Man, I really have the impression that my video-on-demand service has a better understanding of ensuring availability and risk-management than either my bank or any government service.<p>Could you imagine say a utility company creating a title called 'Chaos Engineer'.
Netflix puts out some great articles about architecture in the cloud. Auto-scaling, chaos monkey, and how they handle 'steal-time.' Does anyone know of any other company that publishes so much about cloud architecture? This is great stuff!
I wonder if Netflix has ever come out with some kind of, "So you want to get into chaos engineering, eh?" kind of article that explains the basics and some pitfalls/things to look out for.
I assume that other big internet companies also practice chaos engineering under a different name, but having such a name for the job is awesome. It highlights the difference to traditional stress testing. Names have surprising power. Growth Hacker was a bit annoying but very effective title trend and it helped to communicate the different approach to traditional marketing efforts. I think Chaos Engineer has the same potential.
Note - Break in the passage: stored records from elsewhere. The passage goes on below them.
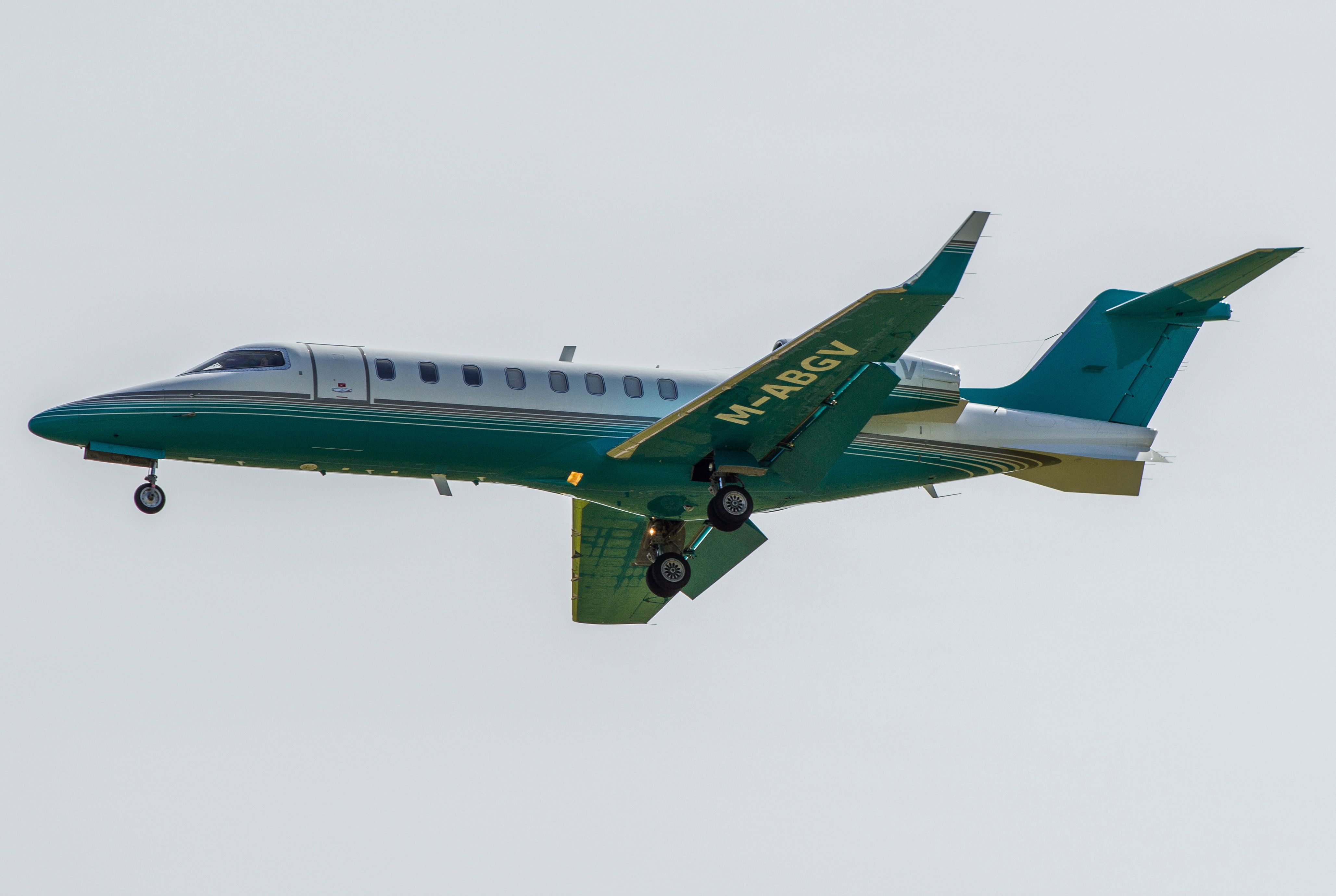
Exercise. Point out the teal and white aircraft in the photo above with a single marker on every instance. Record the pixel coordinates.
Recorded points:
(667, 468)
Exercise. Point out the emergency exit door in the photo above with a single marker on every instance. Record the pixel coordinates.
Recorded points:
(340, 373)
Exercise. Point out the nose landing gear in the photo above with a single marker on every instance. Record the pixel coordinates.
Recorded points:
(150, 497)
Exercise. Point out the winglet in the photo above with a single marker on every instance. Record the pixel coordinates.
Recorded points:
(942, 276)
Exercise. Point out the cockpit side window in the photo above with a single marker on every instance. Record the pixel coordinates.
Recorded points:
(242, 360)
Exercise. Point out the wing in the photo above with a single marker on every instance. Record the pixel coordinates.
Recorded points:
(607, 587)
(757, 410)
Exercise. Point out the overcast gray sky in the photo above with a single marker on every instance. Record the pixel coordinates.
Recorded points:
(297, 684)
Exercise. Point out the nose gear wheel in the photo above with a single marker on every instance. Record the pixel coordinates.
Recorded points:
(150, 497)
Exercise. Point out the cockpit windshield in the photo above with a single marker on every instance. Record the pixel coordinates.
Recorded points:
(242, 360)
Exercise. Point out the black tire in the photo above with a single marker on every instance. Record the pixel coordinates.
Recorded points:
(150, 499)
(730, 509)
(669, 575)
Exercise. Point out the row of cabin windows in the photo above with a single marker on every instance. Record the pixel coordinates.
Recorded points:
(515, 380)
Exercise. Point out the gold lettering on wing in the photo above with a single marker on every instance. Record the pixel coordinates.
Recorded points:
(739, 415)
(797, 379)
(781, 392)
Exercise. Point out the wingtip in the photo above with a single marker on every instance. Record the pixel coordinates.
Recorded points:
(972, 229)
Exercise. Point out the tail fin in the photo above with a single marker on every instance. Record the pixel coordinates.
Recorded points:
(1116, 361)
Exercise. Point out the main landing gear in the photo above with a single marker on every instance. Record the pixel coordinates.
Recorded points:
(669, 575)
(150, 497)
(664, 549)
(730, 508)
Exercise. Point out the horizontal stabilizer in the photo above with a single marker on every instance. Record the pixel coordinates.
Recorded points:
(1192, 297)
(1117, 360)
(942, 276)
(757, 409)
(1092, 476)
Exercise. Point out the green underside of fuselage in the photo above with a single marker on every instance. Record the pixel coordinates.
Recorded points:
(534, 449)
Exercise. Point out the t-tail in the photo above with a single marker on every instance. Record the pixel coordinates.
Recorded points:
(1117, 360)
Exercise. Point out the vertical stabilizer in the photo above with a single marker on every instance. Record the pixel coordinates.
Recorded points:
(1117, 360)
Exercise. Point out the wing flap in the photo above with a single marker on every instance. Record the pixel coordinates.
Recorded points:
(719, 553)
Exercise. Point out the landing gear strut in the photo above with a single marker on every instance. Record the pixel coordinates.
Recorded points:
(730, 508)
(150, 497)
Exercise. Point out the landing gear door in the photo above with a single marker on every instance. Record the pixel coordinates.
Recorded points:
(340, 373)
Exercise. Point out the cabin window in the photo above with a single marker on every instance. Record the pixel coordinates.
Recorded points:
(249, 360)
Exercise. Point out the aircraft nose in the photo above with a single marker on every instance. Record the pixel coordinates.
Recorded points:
(54, 425)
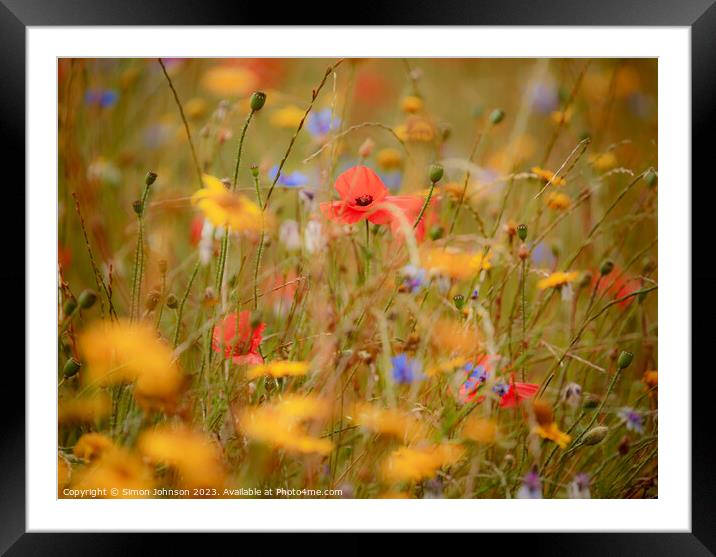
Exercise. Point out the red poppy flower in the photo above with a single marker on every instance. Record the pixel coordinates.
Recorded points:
(618, 287)
(237, 339)
(364, 196)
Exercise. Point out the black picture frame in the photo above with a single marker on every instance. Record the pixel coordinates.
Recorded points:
(699, 15)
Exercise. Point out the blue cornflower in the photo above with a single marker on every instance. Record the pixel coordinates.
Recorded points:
(501, 388)
(320, 123)
(292, 180)
(633, 420)
(405, 370)
(103, 98)
(415, 278)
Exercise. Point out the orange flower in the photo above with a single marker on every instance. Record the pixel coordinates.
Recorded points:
(238, 339)
(364, 196)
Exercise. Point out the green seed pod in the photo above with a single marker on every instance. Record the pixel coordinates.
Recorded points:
(607, 267)
(87, 299)
(69, 306)
(497, 115)
(522, 232)
(258, 99)
(435, 172)
(595, 435)
(152, 300)
(625, 359)
(71, 368)
(172, 301)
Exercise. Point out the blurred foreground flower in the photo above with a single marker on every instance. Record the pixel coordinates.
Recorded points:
(282, 424)
(225, 208)
(414, 463)
(238, 339)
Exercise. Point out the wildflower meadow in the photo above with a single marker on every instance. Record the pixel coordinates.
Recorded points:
(357, 278)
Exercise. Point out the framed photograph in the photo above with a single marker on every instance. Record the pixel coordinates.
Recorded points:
(412, 275)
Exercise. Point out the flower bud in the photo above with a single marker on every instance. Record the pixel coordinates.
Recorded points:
(607, 267)
(87, 299)
(152, 300)
(497, 115)
(625, 359)
(522, 232)
(258, 99)
(523, 253)
(435, 172)
(172, 302)
(437, 232)
(366, 148)
(71, 368)
(595, 435)
(69, 306)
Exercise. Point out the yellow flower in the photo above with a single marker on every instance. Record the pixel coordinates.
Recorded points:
(389, 159)
(225, 208)
(559, 278)
(288, 117)
(414, 464)
(281, 425)
(388, 422)
(603, 161)
(193, 455)
(229, 81)
(92, 445)
(411, 104)
(455, 264)
(446, 367)
(195, 108)
(84, 409)
(547, 175)
(562, 117)
(119, 473)
(546, 427)
(415, 129)
(481, 430)
(279, 368)
(558, 201)
(125, 352)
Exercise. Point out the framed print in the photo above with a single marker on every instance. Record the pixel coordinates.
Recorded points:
(364, 278)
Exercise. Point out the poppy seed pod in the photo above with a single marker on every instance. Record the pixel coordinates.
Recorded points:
(435, 173)
(522, 232)
(497, 115)
(625, 359)
(69, 306)
(172, 302)
(71, 368)
(607, 267)
(595, 435)
(258, 99)
(87, 299)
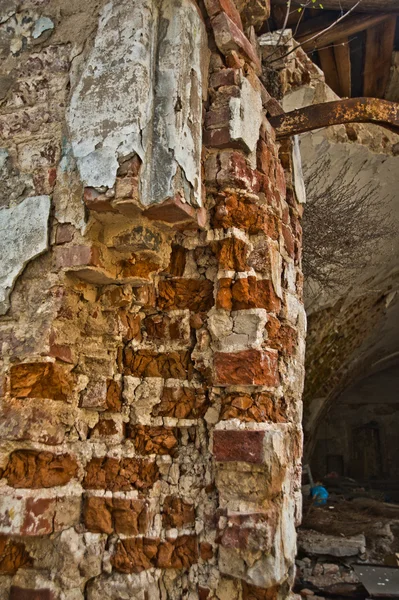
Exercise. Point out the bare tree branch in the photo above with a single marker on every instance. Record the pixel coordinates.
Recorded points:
(317, 35)
(343, 226)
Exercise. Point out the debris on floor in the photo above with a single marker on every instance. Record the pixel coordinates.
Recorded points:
(339, 535)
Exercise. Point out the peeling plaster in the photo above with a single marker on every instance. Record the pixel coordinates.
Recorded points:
(155, 57)
(23, 236)
(246, 116)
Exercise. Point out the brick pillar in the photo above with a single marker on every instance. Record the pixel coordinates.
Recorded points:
(153, 354)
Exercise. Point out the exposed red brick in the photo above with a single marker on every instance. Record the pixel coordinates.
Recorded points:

It's great to see Netflix taking disaster recovery and chaos mitigation seriously. Learning to work with constant failure is one the biggest challenges to anyone working with distributed systems and scale, and concepts like the Chaos Monkey help enormously. I hope other companies follow suit, and soon.
How does one go about becoming a chaos engineer? I imagine up to this point it is a field one falls into accidentally and gains experience over time. I can imagine it becoming a topic taught at a college level in the near future.